As museums continue to embrace digital tools to enhance their exhibits and visitor experiences, we’re grateful to take part in the never-ending dialogue and sharing of best practices around technology in the museum. How do we use technology effectively? How do we make sure that it complements the exhibit? And, sometimes most critically, can we afford it? We headed over to the deCordova Sculpture Park and Museum to take part in the Greater Boston Museum Educators Roundtable conversation on the topic.
The event kicked off with an introduction to Art in the Age of the Internet, a collaboration among arts organizations throughout Greater Boston, each of which will explore the topic in their own way, through exhibitions, performances, and lectures. Participating organizations include ICA Boston, MFA Boston, Isabella Stewart Gardner Museum, Berklee College of Music, Tufts University Art Gallery, and many more!
Attendees heard presentations from Ann Bible, Museum Educator and Lead Interpreter and Karina Mitchell, Manager of Adult Tours and Programs at Currier Museum of Art about their experiences incorporating iPads in an exhibit, while Max Metz, Manager of Durant-Kenrick House & Grounds of Historic Newton spoke about the many unique ways small museums can leverage technology! The key for small museums is to be able to implement technology cheaply, efficiently, and effectively.
In line with the conversation on Museum Education in the Age of the Internet, The deCordova is currently featuring Screens: Virtual Materials, an exploration of the use of technology throughout our daily lives. While you may expect an exhibit like this to be filled with, well, screens and videos, the first part, showcasing works like Cube 48 Orange by Marta Chilindron and Out of Order: Bad Display by Penelope Umbrico, is an entirely analog experience that explores the physicality of screens in everyday life.
“From glittering metal fences to deconstructed television monitors, the various types of screens shown here are unexpected and interactive, and invite new ways of considering this crucial boundary between our virtual and material worlds.”

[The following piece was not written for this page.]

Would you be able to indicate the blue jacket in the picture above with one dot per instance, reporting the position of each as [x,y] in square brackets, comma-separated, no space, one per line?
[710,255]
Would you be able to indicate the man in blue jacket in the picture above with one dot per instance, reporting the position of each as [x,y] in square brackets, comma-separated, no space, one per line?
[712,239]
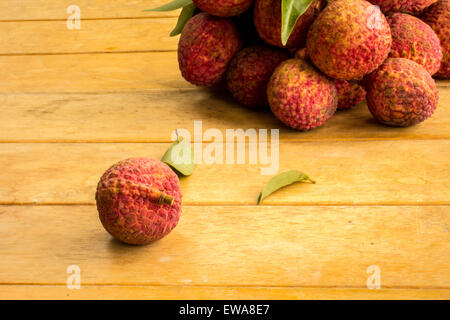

“Out of Order: Bad Display,” Penelope Umbrico
Technology will unquestionably keep evolving, and as we dive deeper into its function and place in our lives and societies, it’s important that we also keep passionately discussing the integral role it will continue to play in the overlapping spheres of art and education. Museums have always been places of learning, and the deCordova set the scene for an enlightening conversation about these timely topics!